Il était 8 heures du soir.

Le soleil venait de se coucher à l’horizon.

C’était le crépuscule.

Ou la brunante, comme on dit au pays de Québec.

Ou encore, comme on disait autrefois chez les cowboys canadiens-français, l’heure entre poivre et sel…

Baptiste Verchères était à écrire à son pupitre.

Il se frotta les yeux.

Et marmonna :

— On n’y voit plus goutte…

Alors il se leva et alluma les 2 lampes à l’huile de charbon.

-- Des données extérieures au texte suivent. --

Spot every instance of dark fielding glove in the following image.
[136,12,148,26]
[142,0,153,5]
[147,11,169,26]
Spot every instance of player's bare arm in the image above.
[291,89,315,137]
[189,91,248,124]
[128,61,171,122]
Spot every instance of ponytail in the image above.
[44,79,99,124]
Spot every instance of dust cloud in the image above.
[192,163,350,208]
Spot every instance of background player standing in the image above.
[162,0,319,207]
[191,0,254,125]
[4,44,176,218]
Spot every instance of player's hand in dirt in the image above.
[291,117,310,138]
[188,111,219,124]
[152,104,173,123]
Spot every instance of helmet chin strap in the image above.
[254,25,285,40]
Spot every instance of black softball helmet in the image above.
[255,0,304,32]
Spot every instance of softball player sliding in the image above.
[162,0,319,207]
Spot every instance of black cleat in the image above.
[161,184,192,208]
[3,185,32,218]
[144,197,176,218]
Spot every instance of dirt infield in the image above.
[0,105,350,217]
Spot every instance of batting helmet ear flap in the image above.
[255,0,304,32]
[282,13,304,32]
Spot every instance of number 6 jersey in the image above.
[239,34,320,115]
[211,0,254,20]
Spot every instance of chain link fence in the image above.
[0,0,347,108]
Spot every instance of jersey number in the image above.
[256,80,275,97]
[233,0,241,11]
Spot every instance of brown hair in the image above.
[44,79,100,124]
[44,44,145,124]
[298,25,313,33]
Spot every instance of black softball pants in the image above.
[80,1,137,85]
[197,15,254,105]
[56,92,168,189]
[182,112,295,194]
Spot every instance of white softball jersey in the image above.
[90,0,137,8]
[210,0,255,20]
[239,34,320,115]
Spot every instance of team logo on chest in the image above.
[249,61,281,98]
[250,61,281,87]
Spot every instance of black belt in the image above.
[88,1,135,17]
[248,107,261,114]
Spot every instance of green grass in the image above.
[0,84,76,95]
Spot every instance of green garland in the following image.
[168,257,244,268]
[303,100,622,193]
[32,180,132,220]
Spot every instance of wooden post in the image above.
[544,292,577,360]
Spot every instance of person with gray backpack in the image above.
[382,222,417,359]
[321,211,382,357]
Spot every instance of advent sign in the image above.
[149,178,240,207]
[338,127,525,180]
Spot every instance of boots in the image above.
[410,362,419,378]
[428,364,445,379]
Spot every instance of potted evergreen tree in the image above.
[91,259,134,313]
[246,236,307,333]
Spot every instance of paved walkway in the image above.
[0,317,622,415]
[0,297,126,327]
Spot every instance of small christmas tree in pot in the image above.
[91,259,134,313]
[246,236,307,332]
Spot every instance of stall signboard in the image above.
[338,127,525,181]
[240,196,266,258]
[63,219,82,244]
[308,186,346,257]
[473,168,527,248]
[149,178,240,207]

Comme il se rasseyait, Baptiste vit Arthur, du poney-express, entrer avec un inconnu.

Il dit, railleur :

— Tu as mal aux doigts, Arthur ?

— Mais non.

Alors pourquoi ne t’en sers-tu pas ?

— Mais…

— Mais…

— Oui, pourquoi ne t’en sers-tu pas pour frapper aux portes avant d’entrer ?

— Ah, c’est ça… ?

— Oui.

L’inconnu parla pour la première fois.

Il dit :

— Trêve de plaisanteries…

J. B. sortit une vieille et grosse farce barbue :

— Je n’ai pas le déshonneur de vous connaître.

Arthur présenta :

— Pomerleau, Tancrède Pomerleau…

Délibérément insultant, J. B. fit rêveur :

— Drôle de nom, POM-GORLOT… Et monsieur pomme alias gorlot, que faites-vous avant d’aller téter les pissenlits par la racine ?

Arthur dit :

M. Pomerleau est détective.

Le détective ajouta :

— Privé.

— Pauvre homme, il est privé, il a faim. Arthur, va donc lui chercher un verre d’eau et une galette de sarrazin…

Le flic s’impatienta.

Il exprima son mécontentement :

— Je représente les intérêts de l’organisation des poneys-express, dit-il, et dans l’affaire du vol des soixante et quinze mille dollars, je ne vous cache que je trouve votre conduite louche, chef.

— Mais comment donc ?

— D’abord Lortie s’est promené librement dans la bourgade. Vous ne vous êtes même point donné la peine de l’arrêter…

— C’est tout ?

— Oh non.

— Envoyez à votre force…

— À 2 ou 3 reprises, vous avez laissé Lortie s’échapper…

— Autre chose ?

— Oui.

— Quoi ?

— Vous avez tué Roderskine et une autre fois laissé filer votre protégé Lortie…

J. B. demanda, finaud :

— Vous me blâmez d’avoir abattu Roderskine qui était le complice de l’incendiaire assassin ?

— Oui.

Arthur dit :

— Nous savons pourquoi vous avez tué ce gas.

— Tiens, tiens…

— Oui, Rabinovitch nous a dit que Roderskine était sur le point de trahir Lortie et que c’est pour cette raison que vous l’avez assassiné.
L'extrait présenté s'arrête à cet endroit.